Müziğine katabileceği renkleri, popülerliğini kaybet­me endişesi taşımadan çeşit­lendirerek, bir gün ‘Kiss’ kadar basit ama vurucu bir düzen­lemeyle çıktı karşımıza, baş­ka bir gün kendini ‘3 Chains o’ Gold’ kadar süslü, ‘Zanna­lee’ kadar blues ya da ‘Gett Off’ kadar gözükara bir şekilde dı­şavurdu.

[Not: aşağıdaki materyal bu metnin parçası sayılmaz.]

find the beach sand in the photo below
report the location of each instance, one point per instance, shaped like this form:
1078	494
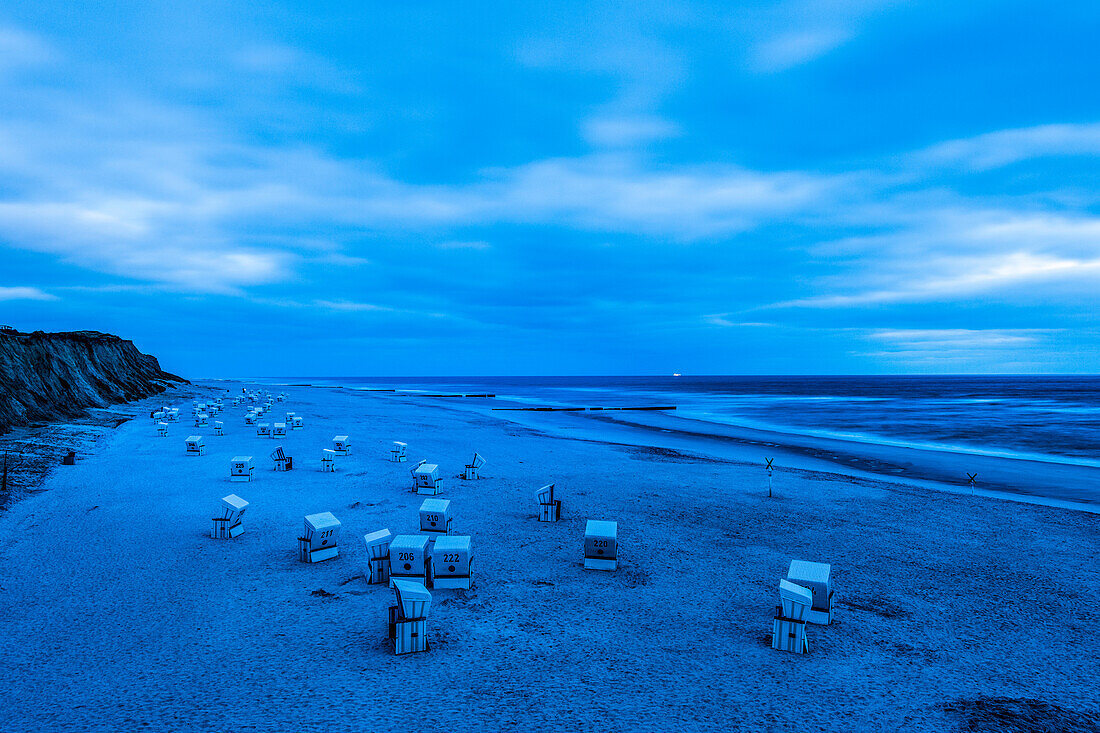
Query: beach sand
120	612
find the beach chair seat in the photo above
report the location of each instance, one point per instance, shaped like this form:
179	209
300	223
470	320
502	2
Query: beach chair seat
601	545
428	481
413	473
240	468
320	539
549	507
377	553
436	516
228	525
789	625
408	620
815	577
410	558
473	468
452	562
281	460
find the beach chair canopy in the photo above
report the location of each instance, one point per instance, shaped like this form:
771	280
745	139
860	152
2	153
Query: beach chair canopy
414	601
377	543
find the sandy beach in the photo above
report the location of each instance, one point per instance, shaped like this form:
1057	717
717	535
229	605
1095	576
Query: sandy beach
121	612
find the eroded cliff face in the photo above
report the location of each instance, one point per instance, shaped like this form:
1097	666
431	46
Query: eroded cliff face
53	376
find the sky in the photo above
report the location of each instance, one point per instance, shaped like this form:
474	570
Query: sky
440	188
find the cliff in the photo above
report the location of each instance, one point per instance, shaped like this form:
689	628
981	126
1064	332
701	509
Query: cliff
54	376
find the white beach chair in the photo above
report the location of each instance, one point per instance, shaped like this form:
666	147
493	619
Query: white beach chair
410	558
240	468
321	539
473	468
408	620
436	516
377	553
281	460
195	445
601	545
228	525
789	625
549	507
452	561
427	479
815	578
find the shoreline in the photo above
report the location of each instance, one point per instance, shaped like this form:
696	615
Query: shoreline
110	573
999	477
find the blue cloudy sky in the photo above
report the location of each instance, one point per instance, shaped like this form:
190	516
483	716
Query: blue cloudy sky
804	186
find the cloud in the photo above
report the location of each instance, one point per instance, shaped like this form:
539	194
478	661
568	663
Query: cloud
1005	146
790	50
627	131
349	305
24	294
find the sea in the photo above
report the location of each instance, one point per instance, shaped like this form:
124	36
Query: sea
1048	418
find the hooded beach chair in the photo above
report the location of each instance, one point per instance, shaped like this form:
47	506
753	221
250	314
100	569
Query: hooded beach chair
408	620
321	538
195	445
601	545
549	507
410	558
240	468
377	553
473	468
452	562
815	578
789	626
283	462
436	516
228	525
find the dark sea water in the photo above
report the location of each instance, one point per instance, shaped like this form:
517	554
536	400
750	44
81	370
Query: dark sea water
1055	418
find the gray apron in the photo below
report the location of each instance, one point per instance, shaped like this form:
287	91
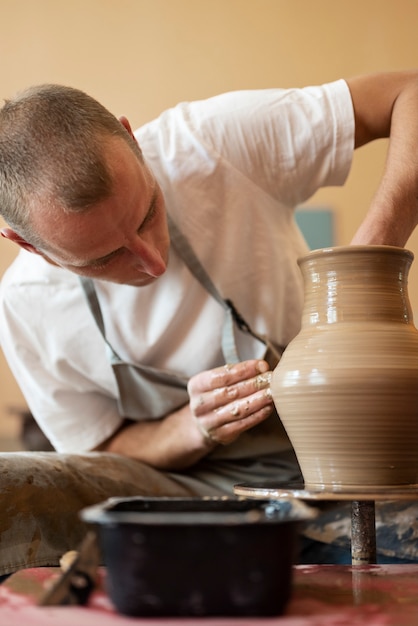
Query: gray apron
147	392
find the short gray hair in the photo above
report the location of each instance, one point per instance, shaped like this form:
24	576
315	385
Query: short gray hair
52	140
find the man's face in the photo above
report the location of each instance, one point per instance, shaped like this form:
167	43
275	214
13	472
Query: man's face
123	239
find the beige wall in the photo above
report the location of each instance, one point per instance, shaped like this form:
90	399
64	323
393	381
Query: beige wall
141	56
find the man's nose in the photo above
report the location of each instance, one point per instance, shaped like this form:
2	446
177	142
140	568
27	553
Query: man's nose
148	257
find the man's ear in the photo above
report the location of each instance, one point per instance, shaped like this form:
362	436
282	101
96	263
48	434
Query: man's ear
124	121
9	233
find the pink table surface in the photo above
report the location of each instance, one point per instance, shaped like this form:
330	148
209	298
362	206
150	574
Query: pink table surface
323	595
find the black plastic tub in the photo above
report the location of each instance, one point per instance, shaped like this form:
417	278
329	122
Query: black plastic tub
197	556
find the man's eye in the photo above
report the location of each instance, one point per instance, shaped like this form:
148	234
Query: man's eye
150	215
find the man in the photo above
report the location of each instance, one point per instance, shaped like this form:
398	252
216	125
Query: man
181	241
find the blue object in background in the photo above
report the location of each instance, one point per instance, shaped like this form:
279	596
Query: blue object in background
317	227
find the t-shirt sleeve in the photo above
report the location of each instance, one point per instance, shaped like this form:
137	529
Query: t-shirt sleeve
74	406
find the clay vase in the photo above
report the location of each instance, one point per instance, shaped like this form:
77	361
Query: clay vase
346	387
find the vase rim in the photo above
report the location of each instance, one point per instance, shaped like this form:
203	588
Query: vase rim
356	249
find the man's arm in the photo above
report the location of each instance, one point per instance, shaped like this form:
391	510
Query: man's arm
224	402
386	105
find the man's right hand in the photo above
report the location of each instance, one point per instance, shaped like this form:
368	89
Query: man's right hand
229	400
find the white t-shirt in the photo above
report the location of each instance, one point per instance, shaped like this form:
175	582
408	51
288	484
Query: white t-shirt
232	169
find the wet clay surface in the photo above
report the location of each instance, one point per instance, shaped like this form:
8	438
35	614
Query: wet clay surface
346	388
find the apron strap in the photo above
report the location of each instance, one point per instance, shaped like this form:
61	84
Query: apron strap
232	316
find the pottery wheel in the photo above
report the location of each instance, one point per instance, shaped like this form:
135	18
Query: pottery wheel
363	525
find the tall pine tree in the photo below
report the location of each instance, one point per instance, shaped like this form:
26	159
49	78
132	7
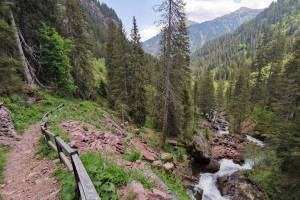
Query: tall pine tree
175	62
137	93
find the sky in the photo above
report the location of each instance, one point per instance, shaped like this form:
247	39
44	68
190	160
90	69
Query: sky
197	10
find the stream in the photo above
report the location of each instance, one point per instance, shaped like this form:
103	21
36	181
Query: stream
208	181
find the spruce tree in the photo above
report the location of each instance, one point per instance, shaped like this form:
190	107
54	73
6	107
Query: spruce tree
80	57
207	92
55	62
175	62
10	68
137	94
117	63
220	95
239	104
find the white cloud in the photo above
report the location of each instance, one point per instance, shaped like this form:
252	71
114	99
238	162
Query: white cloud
204	10
149	32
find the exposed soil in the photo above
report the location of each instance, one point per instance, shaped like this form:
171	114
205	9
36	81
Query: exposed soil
27	176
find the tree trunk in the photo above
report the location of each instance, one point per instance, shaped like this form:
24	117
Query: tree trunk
27	74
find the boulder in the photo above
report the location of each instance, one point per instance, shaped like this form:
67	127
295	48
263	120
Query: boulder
168	166
159	194
213	166
200	149
239	187
135	191
198	193
157	163
166	156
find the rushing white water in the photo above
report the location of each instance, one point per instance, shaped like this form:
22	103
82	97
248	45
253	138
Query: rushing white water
208	180
256	141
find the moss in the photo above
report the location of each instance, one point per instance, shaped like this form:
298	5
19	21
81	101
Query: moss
3	152
174	184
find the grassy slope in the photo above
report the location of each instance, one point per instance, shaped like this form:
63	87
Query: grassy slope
3	151
25	114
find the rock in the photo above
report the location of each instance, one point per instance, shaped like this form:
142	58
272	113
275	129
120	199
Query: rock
135	191
200	149
172	142
157	163
8	134
213	166
166	156
148	153
239	187
159	193
168	166
198	193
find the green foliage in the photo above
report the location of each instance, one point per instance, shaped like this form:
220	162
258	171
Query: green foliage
107	176
174	184
133	155
136	79
100	74
25	114
3	152
204	92
67	183
44	150
266	173
55	62
10	68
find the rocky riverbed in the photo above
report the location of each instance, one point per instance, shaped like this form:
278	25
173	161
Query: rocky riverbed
222	176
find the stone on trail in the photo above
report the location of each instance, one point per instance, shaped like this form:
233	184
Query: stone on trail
147	152
168	166
8	134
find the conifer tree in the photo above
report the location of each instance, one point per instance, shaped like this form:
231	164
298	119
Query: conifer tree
240	100
117	66
175	62
10	67
80	57
137	94
55	62
220	94
207	92
260	61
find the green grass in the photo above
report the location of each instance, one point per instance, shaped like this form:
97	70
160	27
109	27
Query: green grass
133	155
3	151
66	183
173	183
25	114
107	176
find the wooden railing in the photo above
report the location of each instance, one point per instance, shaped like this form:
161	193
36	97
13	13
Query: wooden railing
69	157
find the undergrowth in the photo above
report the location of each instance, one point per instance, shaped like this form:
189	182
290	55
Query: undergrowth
3	151
107	176
173	183
133	155
25	114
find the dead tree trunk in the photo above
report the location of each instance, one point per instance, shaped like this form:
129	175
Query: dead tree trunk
27	74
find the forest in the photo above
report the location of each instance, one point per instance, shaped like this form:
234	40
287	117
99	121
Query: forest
182	117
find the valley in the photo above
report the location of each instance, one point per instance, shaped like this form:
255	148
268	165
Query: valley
201	111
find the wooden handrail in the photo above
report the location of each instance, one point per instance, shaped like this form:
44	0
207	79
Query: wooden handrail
69	157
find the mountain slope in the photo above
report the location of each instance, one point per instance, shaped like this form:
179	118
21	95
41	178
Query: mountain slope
201	33
229	49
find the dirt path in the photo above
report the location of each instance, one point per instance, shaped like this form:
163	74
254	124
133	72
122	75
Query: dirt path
27	176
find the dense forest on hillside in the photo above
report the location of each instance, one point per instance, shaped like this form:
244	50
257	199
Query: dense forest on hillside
76	52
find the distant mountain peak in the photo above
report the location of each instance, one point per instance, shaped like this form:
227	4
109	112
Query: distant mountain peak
200	33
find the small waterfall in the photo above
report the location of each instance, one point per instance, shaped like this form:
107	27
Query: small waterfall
255	141
208	181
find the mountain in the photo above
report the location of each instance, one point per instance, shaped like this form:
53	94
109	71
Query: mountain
98	16
200	33
283	15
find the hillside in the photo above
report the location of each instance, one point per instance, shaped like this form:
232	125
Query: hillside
200	33
228	49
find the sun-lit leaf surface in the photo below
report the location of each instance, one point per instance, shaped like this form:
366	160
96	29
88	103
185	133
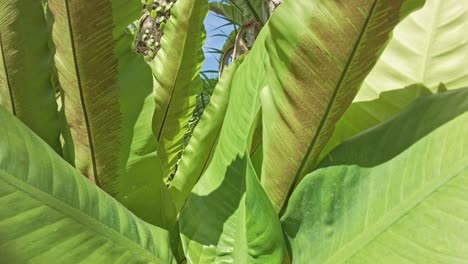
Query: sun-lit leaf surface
229	11
106	87
176	79
26	69
228	217
199	151
430	46
52	214
363	115
396	193
314	72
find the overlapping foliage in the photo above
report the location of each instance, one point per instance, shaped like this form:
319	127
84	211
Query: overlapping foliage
305	153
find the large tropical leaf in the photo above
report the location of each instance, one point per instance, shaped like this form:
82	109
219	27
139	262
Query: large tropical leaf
313	76
199	151
176	78
428	47
366	114
228	217
394	194
26	68
230	12
105	89
52	214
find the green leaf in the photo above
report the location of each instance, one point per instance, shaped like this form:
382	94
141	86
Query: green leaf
428	47
199	151
177	82
250	9
393	194
314	76
53	214
26	69
230	12
366	114
228	217
106	87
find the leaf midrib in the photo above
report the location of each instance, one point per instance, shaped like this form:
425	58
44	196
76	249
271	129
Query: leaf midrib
176	80
354	247
329	108
7	76
75	214
82	99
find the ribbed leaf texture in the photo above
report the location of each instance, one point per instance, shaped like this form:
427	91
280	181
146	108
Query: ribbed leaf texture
52	214
428	47
393	194
315	72
177	82
26	68
106	87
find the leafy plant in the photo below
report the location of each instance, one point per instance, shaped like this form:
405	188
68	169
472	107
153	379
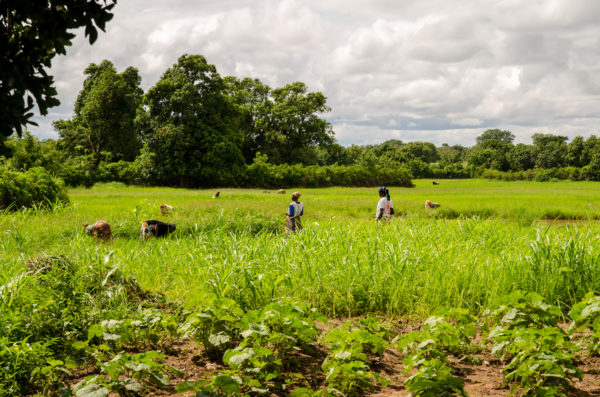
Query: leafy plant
125	374
215	326
586	314
347	367
434	379
540	360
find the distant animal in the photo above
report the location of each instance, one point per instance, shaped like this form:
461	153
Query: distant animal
165	209
100	230
430	204
153	228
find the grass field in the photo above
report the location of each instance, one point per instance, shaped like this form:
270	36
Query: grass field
229	274
343	263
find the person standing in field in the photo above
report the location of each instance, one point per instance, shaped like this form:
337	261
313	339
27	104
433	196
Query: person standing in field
385	208
295	211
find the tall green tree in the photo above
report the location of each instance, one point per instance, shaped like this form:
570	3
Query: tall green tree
105	111
283	123
190	128
503	136
550	150
491	150
31	34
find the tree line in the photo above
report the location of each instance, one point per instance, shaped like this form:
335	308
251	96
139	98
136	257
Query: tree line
194	128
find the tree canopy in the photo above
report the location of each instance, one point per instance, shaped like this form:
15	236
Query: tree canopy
104	115
190	127
31	34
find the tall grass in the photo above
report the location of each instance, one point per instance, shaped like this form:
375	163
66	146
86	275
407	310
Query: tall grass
341	265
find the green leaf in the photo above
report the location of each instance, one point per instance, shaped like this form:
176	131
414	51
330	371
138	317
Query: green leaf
92	390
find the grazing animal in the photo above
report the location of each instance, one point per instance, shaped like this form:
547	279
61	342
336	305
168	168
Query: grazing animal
430	204
165	209
100	230
153	228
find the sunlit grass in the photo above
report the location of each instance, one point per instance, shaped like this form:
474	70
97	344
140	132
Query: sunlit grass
343	263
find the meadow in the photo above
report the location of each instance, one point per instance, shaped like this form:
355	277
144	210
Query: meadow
489	239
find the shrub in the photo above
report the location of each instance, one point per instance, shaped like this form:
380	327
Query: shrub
261	173
32	188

Zappavari düzenle­meleri, dadaizmden nasiplen­miş davranışları, androjen tavır ve sahne kıyafetleri her yeni işinde ona hem eleştiri hem de hayranlık olarak geri döndü.

Zamanının çoğu­nu tek başına, ken­di stüdyosu Paisley Park’da kayıt yaparak geçiren, iyi ve dişi yanını ‘Camille’, kö­tü ve erkek yanını ise ‘Spo­oky Electric’ olarak adlandıran Prince, yaklaşık 40 yıl süren uzun kariyerinde bu ikilinin bitmeyen çekismesinden do­ğan 39 solo albüm, henüz ya­yınlanmamış pek çok şarkı, aralarında Chaka Khan, Sinead O’Connor, Alicia Keys’in de yer aldığı onlarca isim için yazdığı hit şarkılar, filmler, ödüller ve gözü yaşlı hayranlar bırakarak aramızdan ayrıldı. Özlenmeye ve hatırlanmaya değer bir sem­bol olarak…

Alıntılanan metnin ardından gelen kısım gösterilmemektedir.